Let's start with the basics. Consider this sentence:

"I stabbed Pete."

Here we have two characters -- Pete, who got stabbed, and the speaker, who did the stabbing. The speaker is referring to himself as "I" because he is performing the action in the sentence. Hardly anyone would mistakenly write "Me stabbed Pete" unless that person were a caveman, Frankenstein's monster, a toddler, or a non-native English speaker during the first five minutes of their very first session of their English class. This is an easy rule that no one gets wrong.

Let's see what happens when we add a character.

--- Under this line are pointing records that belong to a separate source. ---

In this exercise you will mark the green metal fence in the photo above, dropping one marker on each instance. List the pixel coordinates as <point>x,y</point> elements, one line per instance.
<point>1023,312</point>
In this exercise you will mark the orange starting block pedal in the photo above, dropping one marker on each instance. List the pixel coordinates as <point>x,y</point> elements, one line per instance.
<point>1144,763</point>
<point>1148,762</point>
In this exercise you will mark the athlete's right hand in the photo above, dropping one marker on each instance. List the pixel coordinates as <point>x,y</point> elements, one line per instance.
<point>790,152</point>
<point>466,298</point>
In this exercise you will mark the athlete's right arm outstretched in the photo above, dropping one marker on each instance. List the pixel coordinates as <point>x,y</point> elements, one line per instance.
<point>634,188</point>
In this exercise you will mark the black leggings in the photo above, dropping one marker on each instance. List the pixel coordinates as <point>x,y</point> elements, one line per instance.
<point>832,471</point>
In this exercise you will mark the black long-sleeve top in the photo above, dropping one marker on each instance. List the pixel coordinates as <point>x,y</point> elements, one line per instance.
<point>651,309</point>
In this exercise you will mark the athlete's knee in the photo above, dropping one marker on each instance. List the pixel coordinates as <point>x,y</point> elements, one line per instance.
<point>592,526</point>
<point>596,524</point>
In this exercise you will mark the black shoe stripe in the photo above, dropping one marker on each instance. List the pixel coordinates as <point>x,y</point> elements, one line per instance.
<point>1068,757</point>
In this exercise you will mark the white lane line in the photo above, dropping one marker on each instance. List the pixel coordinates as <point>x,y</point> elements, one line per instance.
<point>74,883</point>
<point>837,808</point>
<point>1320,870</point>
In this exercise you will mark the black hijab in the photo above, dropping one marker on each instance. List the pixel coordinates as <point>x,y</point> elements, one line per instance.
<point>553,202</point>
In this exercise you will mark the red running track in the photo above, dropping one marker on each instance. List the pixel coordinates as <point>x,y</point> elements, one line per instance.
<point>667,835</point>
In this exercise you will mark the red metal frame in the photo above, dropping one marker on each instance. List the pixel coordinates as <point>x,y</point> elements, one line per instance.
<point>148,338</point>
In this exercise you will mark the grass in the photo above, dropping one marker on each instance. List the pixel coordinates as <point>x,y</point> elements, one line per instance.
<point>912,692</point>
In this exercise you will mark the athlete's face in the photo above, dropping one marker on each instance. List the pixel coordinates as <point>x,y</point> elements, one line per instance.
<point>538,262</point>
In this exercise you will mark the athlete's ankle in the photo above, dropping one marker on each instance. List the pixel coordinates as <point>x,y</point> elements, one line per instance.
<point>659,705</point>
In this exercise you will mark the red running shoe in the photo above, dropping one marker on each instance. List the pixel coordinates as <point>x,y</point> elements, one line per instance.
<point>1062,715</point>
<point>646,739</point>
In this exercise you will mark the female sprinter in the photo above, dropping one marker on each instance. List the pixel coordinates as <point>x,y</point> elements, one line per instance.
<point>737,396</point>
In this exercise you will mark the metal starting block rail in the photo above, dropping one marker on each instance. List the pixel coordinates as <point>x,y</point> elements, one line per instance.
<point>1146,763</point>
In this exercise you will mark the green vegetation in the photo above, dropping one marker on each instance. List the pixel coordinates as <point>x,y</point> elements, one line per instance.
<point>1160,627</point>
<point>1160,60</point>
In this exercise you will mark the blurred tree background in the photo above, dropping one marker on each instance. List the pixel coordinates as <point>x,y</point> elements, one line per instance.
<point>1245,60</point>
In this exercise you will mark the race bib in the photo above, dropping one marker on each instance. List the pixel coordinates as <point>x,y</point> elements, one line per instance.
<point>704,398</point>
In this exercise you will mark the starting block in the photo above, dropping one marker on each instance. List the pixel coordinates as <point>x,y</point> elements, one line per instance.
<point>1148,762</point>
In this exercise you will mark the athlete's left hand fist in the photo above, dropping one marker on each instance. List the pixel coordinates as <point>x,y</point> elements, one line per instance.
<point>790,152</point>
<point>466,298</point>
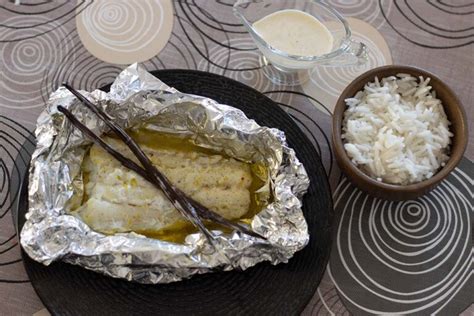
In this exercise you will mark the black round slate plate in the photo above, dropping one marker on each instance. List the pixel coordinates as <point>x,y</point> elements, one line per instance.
<point>284,289</point>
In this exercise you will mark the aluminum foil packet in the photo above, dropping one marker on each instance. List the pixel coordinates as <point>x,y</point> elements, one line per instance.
<point>51,233</point>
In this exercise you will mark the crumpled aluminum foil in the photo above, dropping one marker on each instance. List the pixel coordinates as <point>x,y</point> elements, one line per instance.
<point>51,233</point>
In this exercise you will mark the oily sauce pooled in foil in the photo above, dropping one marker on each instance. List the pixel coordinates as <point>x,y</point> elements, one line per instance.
<point>117,200</point>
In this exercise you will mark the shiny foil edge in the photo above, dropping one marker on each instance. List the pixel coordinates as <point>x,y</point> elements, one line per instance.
<point>51,234</point>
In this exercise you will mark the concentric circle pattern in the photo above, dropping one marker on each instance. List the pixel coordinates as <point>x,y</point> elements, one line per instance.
<point>327,83</point>
<point>381,247</point>
<point>391,257</point>
<point>123,32</point>
<point>424,26</point>
<point>26,64</point>
<point>367,10</point>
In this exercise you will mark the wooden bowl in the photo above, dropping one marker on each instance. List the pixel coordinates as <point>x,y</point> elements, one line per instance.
<point>454,111</point>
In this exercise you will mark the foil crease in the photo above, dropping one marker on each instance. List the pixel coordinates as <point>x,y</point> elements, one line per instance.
<point>51,233</point>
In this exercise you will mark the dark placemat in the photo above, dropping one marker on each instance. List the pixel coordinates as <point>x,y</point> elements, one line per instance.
<point>284,289</point>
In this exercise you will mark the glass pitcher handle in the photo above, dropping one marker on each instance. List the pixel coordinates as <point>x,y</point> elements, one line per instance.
<point>355,54</point>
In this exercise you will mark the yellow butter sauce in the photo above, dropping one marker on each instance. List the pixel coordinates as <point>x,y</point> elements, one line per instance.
<point>178,231</point>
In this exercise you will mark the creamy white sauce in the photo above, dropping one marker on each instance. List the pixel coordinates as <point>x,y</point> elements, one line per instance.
<point>295,32</point>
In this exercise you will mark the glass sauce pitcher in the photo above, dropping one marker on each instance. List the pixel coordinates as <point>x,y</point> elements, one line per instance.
<point>285,69</point>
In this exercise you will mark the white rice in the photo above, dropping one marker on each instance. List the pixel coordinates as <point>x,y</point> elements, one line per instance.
<point>396,131</point>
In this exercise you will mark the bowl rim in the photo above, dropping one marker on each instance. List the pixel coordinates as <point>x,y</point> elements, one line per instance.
<point>344,159</point>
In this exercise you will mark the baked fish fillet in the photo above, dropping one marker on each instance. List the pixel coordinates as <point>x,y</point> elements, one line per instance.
<point>119,200</point>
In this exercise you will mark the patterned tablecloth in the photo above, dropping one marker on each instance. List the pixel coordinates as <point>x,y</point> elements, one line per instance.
<point>409,257</point>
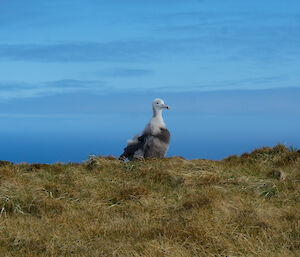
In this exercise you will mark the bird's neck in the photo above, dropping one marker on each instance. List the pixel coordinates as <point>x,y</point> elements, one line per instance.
<point>157,119</point>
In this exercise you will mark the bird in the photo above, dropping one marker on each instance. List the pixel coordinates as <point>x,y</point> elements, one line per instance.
<point>155,139</point>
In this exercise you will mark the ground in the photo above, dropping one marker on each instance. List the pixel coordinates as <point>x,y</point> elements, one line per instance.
<point>246,205</point>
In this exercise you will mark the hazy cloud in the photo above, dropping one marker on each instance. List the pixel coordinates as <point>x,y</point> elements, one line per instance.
<point>125,72</point>
<point>14,90</point>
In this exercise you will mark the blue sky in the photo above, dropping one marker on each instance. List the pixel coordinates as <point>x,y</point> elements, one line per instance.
<point>78,77</point>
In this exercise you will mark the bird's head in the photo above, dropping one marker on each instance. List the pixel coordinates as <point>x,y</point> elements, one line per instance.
<point>159,104</point>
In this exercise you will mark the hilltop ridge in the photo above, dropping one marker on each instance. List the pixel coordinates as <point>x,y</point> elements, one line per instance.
<point>241,206</point>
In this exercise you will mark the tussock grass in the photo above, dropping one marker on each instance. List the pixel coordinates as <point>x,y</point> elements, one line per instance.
<point>244,205</point>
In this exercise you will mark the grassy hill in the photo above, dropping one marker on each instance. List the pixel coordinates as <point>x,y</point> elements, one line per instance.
<point>240,206</point>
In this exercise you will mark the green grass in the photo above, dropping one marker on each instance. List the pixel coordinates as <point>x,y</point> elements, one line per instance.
<point>244,205</point>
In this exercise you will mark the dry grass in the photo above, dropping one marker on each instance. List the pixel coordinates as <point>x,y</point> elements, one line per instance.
<point>241,206</point>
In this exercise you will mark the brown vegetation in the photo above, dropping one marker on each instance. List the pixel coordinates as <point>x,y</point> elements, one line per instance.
<point>241,206</point>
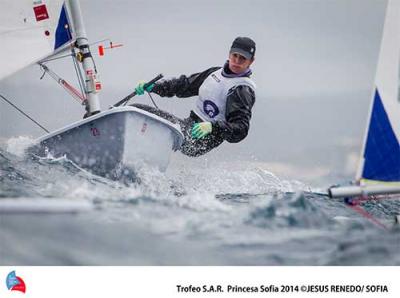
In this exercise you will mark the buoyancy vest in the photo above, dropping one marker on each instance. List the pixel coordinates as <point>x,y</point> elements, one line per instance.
<point>211,103</point>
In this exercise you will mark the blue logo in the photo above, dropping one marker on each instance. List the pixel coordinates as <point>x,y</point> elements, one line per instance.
<point>210,108</point>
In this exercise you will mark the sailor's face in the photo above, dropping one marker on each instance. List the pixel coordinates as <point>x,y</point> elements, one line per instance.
<point>239,63</point>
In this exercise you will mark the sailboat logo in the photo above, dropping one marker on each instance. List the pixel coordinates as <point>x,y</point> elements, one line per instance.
<point>15,283</point>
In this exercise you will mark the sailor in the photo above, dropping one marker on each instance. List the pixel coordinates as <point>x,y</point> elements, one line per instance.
<point>226,96</point>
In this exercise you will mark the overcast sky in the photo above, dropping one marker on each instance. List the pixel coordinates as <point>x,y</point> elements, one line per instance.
<point>314,68</point>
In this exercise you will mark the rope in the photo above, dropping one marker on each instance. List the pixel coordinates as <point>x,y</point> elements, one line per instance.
<point>23,113</point>
<point>354,204</point>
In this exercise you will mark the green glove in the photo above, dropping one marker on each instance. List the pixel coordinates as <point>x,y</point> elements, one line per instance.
<point>140,88</point>
<point>200,130</point>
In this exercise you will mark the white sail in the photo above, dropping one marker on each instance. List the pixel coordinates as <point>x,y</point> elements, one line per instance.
<point>31,30</point>
<point>380,160</point>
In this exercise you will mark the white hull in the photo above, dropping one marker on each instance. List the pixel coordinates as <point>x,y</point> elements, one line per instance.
<point>114,143</point>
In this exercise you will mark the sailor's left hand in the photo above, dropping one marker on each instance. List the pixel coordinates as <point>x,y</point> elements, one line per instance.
<point>200,130</point>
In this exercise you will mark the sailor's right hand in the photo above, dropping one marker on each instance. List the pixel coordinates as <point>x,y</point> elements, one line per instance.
<point>140,88</point>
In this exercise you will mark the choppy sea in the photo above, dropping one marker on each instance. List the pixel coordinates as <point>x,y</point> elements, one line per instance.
<point>54,213</point>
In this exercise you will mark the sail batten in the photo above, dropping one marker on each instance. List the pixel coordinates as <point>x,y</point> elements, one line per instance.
<point>31,31</point>
<point>380,159</point>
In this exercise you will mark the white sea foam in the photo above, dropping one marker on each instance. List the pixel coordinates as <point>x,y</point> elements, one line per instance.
<point>18,145</point>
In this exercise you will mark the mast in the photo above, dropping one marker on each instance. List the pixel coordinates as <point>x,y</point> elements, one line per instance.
<point>92,86</point>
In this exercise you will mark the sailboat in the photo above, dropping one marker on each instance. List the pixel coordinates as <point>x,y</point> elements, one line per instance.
<point>379,167</point>
<point>113,143</point>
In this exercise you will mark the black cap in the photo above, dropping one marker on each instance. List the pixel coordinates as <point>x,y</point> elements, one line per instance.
<point>244,46</point>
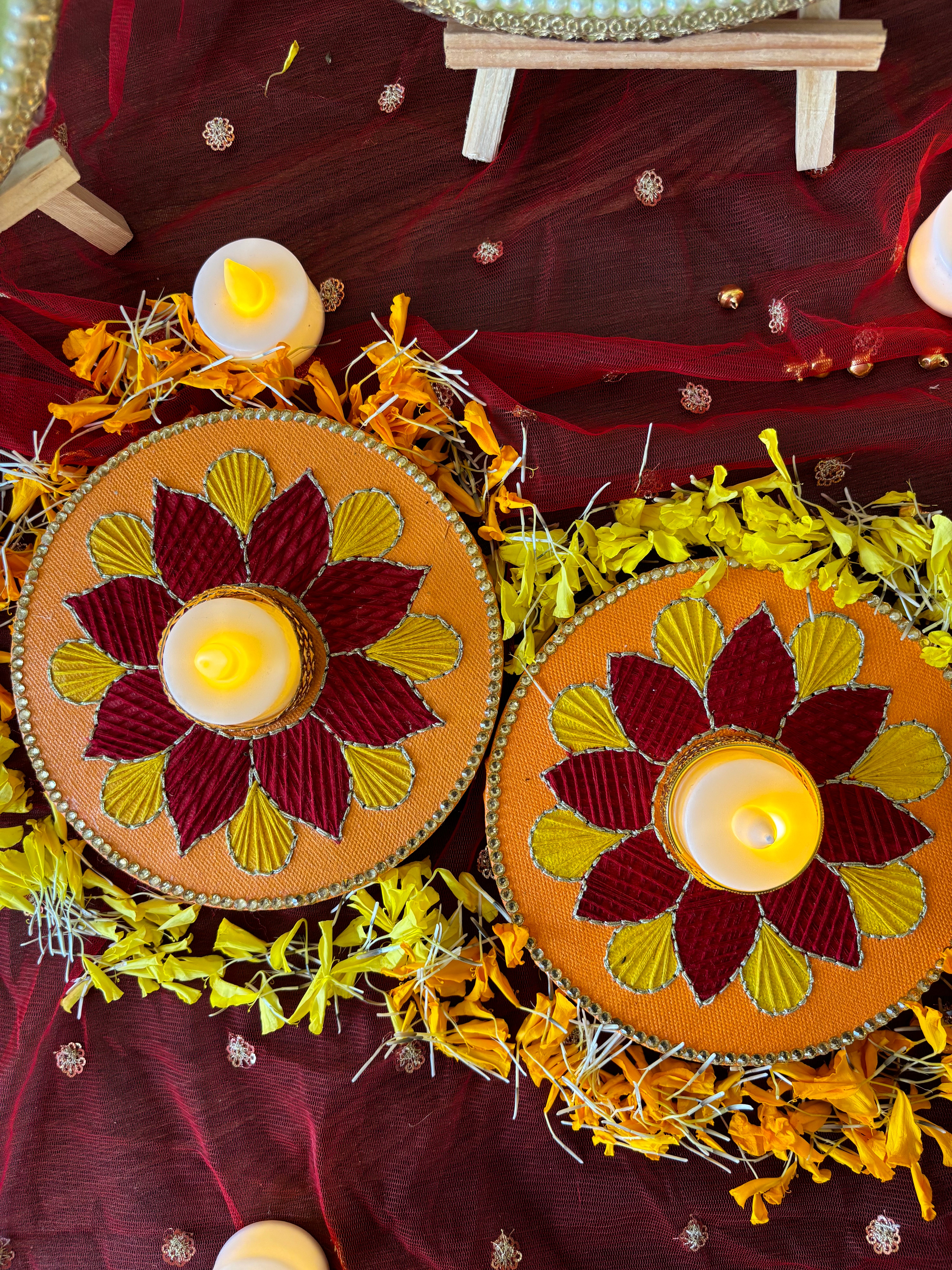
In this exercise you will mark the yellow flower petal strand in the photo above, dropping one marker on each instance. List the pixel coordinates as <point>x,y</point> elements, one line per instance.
<point>240,484</point>
<point>907,763</point>
<point>688,635</point>
<point>582,718</point>
<point>777,977</point>
<point>383,776</point>
<point>82,672</point>
<point>132,793</point>
<point>564,846</point>
<point>888,902</point>
<point>366,524</point>
<point>828,652</point>
<point>260,839</point>
<point>421,647</point>
<point>642,957</point>
<point>121,545</point>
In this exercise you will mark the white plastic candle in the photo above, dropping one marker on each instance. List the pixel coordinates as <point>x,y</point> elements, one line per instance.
<point>747,817</point>
<point>931,260</point>
<point>232,662</point>
<point>253,295</point>
<point>271,1246</point>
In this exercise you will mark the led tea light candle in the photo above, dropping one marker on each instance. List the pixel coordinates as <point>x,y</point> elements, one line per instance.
<point>232,661</point>
<point>271,1246</point>
<point>930,260</point>
<point>744,817</point>
<point>253,295</point>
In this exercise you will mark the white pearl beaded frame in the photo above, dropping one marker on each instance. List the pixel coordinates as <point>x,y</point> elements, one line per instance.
<point>506,891</point>
<point>604,20</point>
<point>440,813</point>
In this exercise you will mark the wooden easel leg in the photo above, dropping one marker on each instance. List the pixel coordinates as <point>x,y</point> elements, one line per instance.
<point>488,107</point>
<point>817,101</point>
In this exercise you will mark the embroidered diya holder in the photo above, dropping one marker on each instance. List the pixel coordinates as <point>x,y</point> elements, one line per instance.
<point>371,573</point>
<point>633,694</point>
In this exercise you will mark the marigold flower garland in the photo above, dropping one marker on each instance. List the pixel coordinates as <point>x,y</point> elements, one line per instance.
<point>862,1109</point>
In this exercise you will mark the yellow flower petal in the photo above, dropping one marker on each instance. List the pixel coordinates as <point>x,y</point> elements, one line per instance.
<point>828,652</point>
<point>642,957</point>
<point>132,793</point>
<point>777,977</point>
<point>565,848</point>
<point>688,635</point>
<point>121,544</point>
<point>888,902</point>
<point>906,763</point>
<point>383,776</point>
<point>80,672</point>
<point>240,484</point>
<point>366,524</point>
<point>582,718</point>
<point>261,840</point>
<point>421,647</point>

"John and I stabbed Pete."

Wuh oh, here comes John. John and the speaker both stabbed Pete. It is critical to note that John's arrival has no effect whatsoever on the identity of the speaker. The speaker is still "I", notwithstanding that he is no longer acting alone. The following sentence is, of course, incorrect:

"John and me stabbed Pete."

As is:

"Me and John stabbed Pete."

Any English-speaker with any sort of education knows this to be the case, and even if the rule isn't assiduously followed at all levels of society, it's not a very common error among even the most minimally erudite speakers and writers of English. It's a lesson that grade school teachers relentlessly hammer into the feeble young minds of America's youth, who for some reason often develop the habit of saying "Me and ______" as they develop their rudimentary language skills.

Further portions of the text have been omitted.